Simple verification code processing for crawler

  A branch of machine vision: text recognition, introduces how to use some Python libraries to recognize and use text in online pictures. Translating images into text is generally referred to as Optical Character Recognition (OCR). There are not many low-level libraries that can implement OCR. At present, many libraries use several common low-level OCR libraries, or customize them. Here we only focus on: Tesseract

  Tesseract is an OCR library, currently sponsored by Google (Google is also a company known worldwide for OCR and machine learning techniques). Tesseract is currently recognized as the best and most accurate open source OCR system.
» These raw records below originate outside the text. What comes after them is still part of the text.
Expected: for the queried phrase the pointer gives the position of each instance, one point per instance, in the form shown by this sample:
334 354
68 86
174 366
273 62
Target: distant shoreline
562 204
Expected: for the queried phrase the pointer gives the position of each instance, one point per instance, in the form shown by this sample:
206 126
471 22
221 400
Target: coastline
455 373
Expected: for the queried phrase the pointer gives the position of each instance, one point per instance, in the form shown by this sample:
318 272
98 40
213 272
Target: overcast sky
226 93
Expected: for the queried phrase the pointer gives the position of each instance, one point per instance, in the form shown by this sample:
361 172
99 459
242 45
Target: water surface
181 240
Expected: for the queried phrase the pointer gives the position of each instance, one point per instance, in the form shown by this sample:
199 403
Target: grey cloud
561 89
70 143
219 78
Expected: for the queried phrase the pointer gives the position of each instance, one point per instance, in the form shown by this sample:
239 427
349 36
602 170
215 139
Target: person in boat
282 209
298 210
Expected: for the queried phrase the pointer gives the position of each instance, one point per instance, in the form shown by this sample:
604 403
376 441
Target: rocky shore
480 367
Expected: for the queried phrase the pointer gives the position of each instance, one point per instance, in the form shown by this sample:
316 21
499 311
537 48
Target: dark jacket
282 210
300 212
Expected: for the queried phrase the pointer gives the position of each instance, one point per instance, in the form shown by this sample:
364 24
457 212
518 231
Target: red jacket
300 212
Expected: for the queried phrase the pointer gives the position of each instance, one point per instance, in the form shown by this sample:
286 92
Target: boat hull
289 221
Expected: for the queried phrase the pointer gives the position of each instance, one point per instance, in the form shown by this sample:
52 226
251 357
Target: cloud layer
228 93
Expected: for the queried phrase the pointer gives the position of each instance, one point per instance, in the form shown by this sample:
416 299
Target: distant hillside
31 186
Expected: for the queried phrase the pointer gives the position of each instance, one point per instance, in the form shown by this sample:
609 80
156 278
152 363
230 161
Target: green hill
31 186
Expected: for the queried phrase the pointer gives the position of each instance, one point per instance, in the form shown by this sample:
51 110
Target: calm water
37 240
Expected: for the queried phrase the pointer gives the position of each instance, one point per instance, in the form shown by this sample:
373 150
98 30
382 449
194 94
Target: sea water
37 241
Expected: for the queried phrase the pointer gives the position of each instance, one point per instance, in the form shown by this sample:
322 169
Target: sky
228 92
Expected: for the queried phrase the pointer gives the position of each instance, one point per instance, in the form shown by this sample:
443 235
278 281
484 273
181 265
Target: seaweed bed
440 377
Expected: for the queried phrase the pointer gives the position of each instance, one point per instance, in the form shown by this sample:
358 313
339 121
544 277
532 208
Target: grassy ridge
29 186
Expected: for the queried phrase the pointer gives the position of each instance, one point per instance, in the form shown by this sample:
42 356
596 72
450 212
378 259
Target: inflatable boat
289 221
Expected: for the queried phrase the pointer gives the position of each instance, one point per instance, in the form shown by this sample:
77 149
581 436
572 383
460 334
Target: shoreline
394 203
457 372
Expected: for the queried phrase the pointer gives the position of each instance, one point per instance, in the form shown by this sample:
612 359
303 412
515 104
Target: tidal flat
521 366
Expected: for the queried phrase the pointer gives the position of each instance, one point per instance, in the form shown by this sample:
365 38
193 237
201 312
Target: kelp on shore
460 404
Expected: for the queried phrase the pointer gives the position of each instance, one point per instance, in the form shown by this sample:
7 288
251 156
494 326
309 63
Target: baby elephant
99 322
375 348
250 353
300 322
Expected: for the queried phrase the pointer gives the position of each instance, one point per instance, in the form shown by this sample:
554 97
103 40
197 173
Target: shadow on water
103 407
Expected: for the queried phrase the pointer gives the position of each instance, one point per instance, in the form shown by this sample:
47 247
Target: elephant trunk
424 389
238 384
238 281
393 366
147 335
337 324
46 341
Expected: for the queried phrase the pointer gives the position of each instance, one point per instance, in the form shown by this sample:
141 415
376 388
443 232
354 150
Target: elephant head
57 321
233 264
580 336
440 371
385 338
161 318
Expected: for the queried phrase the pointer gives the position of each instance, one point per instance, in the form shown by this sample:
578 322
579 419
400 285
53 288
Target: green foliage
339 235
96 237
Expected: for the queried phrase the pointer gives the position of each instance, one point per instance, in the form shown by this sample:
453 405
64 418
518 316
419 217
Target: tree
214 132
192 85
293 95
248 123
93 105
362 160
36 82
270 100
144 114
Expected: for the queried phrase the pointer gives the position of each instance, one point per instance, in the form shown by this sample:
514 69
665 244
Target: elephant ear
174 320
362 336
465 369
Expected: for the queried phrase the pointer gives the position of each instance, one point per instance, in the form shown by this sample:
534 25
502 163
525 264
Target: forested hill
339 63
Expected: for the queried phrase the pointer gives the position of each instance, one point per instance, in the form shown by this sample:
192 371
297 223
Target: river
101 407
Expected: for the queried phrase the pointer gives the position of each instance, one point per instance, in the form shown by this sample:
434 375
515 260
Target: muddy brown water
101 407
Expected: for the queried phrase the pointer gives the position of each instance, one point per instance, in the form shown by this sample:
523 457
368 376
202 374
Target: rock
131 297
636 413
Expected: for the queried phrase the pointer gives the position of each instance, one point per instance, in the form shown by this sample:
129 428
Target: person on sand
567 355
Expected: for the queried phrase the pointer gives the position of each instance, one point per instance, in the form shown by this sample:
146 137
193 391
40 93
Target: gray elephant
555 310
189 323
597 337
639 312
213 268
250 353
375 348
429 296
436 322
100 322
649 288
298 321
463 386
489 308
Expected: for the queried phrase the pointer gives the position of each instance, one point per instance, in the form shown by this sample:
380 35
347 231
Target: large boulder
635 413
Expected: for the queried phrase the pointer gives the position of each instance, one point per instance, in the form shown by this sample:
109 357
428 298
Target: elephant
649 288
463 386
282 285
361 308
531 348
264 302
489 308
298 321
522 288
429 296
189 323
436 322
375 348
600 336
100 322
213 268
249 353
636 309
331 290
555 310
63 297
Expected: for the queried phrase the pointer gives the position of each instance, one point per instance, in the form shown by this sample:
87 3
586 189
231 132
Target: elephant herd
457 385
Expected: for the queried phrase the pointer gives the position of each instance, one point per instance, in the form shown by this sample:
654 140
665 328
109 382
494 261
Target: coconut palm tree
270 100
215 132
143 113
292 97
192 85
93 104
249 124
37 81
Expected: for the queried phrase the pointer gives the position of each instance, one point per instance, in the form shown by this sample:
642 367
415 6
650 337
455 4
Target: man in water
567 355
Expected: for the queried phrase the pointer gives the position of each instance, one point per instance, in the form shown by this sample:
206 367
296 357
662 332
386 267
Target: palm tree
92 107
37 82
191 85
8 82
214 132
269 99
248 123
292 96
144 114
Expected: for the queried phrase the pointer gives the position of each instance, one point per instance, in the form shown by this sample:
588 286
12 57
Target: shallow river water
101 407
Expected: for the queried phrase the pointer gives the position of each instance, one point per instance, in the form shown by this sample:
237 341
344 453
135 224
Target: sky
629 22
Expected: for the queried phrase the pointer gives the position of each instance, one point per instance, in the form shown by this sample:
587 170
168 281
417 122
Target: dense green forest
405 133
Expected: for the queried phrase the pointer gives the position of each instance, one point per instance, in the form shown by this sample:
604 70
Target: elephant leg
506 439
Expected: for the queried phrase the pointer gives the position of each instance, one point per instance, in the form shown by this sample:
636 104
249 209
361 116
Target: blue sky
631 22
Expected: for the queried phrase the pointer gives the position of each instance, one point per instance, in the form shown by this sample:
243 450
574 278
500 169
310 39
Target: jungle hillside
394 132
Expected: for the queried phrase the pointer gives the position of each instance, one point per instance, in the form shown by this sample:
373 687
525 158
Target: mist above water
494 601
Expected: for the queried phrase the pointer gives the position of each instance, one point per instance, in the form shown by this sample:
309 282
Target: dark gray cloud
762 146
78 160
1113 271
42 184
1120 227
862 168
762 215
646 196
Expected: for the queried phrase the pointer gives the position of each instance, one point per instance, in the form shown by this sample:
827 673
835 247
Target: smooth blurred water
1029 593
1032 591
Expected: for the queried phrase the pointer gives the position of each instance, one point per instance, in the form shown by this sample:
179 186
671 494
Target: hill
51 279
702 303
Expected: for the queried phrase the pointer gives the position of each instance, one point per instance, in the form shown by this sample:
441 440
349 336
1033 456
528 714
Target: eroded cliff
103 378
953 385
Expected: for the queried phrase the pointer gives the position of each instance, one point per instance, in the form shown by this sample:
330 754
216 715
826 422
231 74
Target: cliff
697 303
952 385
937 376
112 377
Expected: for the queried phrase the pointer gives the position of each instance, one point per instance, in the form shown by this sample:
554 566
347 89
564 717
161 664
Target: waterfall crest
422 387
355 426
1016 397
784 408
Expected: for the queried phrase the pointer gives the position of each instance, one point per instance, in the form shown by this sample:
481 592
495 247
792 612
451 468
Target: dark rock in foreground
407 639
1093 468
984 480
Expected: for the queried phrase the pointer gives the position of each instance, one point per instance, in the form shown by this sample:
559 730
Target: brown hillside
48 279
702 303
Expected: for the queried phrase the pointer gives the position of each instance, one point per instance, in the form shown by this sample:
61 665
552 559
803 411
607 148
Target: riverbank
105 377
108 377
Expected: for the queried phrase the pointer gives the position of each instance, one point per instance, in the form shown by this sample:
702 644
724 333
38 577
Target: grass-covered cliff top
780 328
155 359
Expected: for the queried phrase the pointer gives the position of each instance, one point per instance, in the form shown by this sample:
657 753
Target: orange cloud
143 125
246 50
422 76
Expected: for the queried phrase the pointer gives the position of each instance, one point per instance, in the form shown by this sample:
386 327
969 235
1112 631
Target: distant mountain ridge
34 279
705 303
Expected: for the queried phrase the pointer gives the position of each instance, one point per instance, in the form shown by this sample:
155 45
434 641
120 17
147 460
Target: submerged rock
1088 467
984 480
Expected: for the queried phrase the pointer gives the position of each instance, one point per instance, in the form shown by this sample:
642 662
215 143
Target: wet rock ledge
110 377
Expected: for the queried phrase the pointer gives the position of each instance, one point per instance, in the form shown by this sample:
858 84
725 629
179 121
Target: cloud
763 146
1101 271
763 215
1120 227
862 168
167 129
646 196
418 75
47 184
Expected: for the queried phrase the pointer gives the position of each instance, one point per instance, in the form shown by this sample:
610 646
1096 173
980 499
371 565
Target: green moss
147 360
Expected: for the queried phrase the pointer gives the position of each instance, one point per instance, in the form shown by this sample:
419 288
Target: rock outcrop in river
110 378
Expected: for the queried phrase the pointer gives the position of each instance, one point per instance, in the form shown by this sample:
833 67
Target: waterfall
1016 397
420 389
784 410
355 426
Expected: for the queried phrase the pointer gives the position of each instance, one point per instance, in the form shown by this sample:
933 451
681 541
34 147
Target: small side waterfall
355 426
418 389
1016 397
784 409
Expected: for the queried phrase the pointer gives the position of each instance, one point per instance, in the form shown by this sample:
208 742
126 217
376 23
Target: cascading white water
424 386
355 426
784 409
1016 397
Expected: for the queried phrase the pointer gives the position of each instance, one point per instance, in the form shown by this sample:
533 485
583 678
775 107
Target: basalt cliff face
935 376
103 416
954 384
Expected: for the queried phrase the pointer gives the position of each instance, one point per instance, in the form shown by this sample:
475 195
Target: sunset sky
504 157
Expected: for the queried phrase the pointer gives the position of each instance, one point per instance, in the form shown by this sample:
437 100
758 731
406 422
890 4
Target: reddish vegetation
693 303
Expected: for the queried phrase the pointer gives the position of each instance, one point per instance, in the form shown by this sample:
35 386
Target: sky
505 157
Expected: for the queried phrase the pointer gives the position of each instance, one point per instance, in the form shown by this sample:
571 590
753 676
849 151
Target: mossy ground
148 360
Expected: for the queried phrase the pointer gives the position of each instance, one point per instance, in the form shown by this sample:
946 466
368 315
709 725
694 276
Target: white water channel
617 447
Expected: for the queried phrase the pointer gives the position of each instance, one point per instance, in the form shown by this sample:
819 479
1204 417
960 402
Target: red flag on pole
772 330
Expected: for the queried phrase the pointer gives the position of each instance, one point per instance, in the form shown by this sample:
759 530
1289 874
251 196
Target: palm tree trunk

In addition to its high accuracy, Tesseract also has high flexibility. It can be trained to recognize any font, as well as any Unicode character.

Windows system

Download the executable installation file https://code.google.com/p/tesseract-ocr/downloads/list install.

Linux system

It can be installed via apt-get: $sudo apt-get tesseract-ocr

Tesseract is a Python command-line tool, not a library imported via the import statement. After installation, use the tesseract command to run outside of Python, but we can install the Tesseract library that supports the Python version via pip:

pip install pytesseract

import pytesseract
from PIL import Image

image = Image.open('test.jpg')
text = pytesseract.image_to_string(image)
print(text)

Using a Python script to clean up the image, using the PIL library, we can create a threshold filter to remove the gradient background color and leave only the text, so that the image is clearer and easier to read by Tesseract:

from PIL import Image
import subprocess

def cleanFile(filePath, newFilePath): image = Image.open(filePath) # 对图片进行阈值过滤(低于143的置为黑色,否则为白色) image = image.point(lambda x: 0 if x < 143 else 255) # 重新保存图片 image.save(newFilePath) # 调用系统的tesseract命令对图片进行OCR识别 subprocess.call(["tesseract", newFilePath, "output"]) # 打开文件读取结果 with open("output.txt", 'r') as f: print(f.read()) if __name__ == "__main__": cleanFile("text2.png", "text2clean.png")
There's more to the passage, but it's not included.